­SNOWLINE GOLD INTERSECTS 418.3 M OF 1.9 GRAMS PER TONNE GOLD FROM SURFACE INCLUDING 216.0 M OF 3.1 GRAMS PER TONNE GOLD IN FIRST HOLE OF SEASON AT ITS VALLEY DISCOVERY, ROGUE PROJECT, YUKON

  • Hole V-23-034 returned 3.08 g/t Au over 216.0 m within broader mineralized interval averaging 1.88 g/t Au over 418.3 m from surface along entire hole
  • Highest sustained gold grades at Rogue Project’s Valley target to date—including 6.38 g/t Au over 15.4 m and 5.23 g/t Au over 24.0 m—redefine and expand the near-surface, multiple-gram-per-tonne gold corridor central to the target
  • Total drilling at Valley in 2023 (>5,800 m) already exceeds metres drilled by August 7, 2022, with drilling ongoing and assay results for all remaining holes pending.

Vancouver, B.C., July 5, 2023: SNOWLINE GOLD CORP. (TSX-V: SGD) (OTC: SNWGF) (the “Company” or “Snowline”) is pleased to announce preliminary assay results from the first hole of its 2023 drilling program at the Valley target on its Rogue Project in Canada’s Yukon Territory.

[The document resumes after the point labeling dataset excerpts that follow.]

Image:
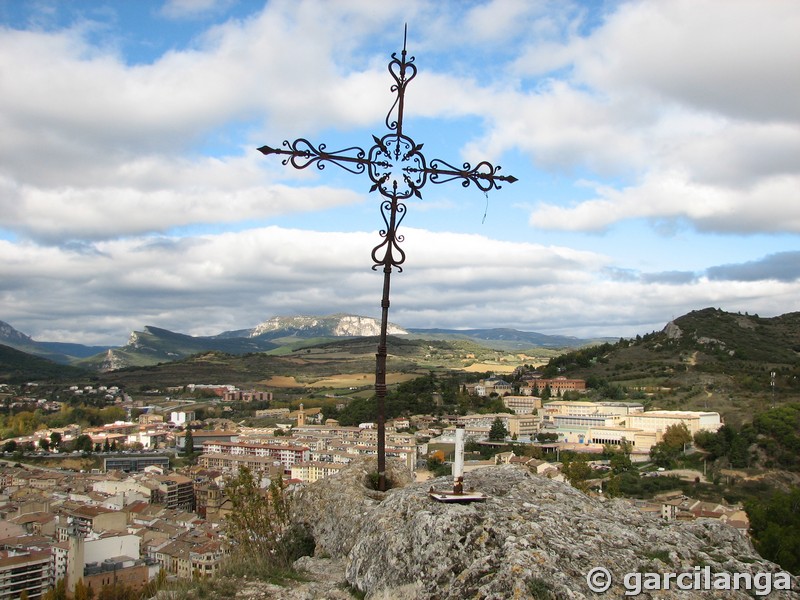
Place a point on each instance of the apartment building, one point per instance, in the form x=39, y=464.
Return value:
x=24, y=571
x=287, y=455
x=522, y=405
x=174, y=491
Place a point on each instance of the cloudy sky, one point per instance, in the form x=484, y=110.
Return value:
x=656, y=143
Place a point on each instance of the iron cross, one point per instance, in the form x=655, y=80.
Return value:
x=398, y=170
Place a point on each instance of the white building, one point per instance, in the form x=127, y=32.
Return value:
x=659, y=420
x=181, y=417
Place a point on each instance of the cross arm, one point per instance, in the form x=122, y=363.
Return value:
x=301, y=153
x=484, y=175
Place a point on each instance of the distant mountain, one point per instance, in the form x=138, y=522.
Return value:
x=331, y=326
x=60, y=352
x=507, y=339
x=706, y=359
x=155, y=345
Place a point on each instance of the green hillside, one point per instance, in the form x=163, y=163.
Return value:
x=707, y=359
x=20, y=367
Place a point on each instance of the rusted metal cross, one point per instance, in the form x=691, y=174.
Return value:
x=398, y=170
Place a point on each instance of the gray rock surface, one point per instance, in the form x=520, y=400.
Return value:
x=533, y=538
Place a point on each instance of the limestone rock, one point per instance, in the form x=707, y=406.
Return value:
x=532, y=538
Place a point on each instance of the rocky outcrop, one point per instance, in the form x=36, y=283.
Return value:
x=339, y=325
x=532, y=538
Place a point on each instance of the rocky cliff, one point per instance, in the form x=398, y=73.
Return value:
x=532, y=538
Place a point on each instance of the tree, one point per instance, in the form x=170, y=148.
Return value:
x=498, y=432
x=576, y=469
x=83, y=443
x=775, y=527
x=675, y=436
x=188, y=445
x=260, y=524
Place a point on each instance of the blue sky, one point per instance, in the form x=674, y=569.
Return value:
x=656, y=144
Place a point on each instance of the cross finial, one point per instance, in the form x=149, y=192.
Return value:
x=398, y=170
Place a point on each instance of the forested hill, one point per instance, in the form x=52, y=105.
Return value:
x=705, y=359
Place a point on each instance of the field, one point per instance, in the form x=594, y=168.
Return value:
x=341, y=381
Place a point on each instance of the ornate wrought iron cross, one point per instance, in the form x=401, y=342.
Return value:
x=398, y=170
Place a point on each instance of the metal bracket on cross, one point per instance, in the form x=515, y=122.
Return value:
x=398, y=170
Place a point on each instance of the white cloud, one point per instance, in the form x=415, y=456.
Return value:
x=768, y=206
x=679, y=114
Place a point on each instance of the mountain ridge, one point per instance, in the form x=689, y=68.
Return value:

Hole V-23-034, drilled to test the northeast margin of Valley’s near surface, well-mineralized corridor, hit the strongest gold grades sustained over >10 m downhole intervals at Valley to date, expanding the known spatial extent of multiple-gram-per-tonne gold mineralization within the target intrusion. Three drills are currently active at Valley, with >5,800 m of drilling and 13 holes completed on the target to date. Analytical results for all holes beyond V-23-034 are pending, with drilling ongoing.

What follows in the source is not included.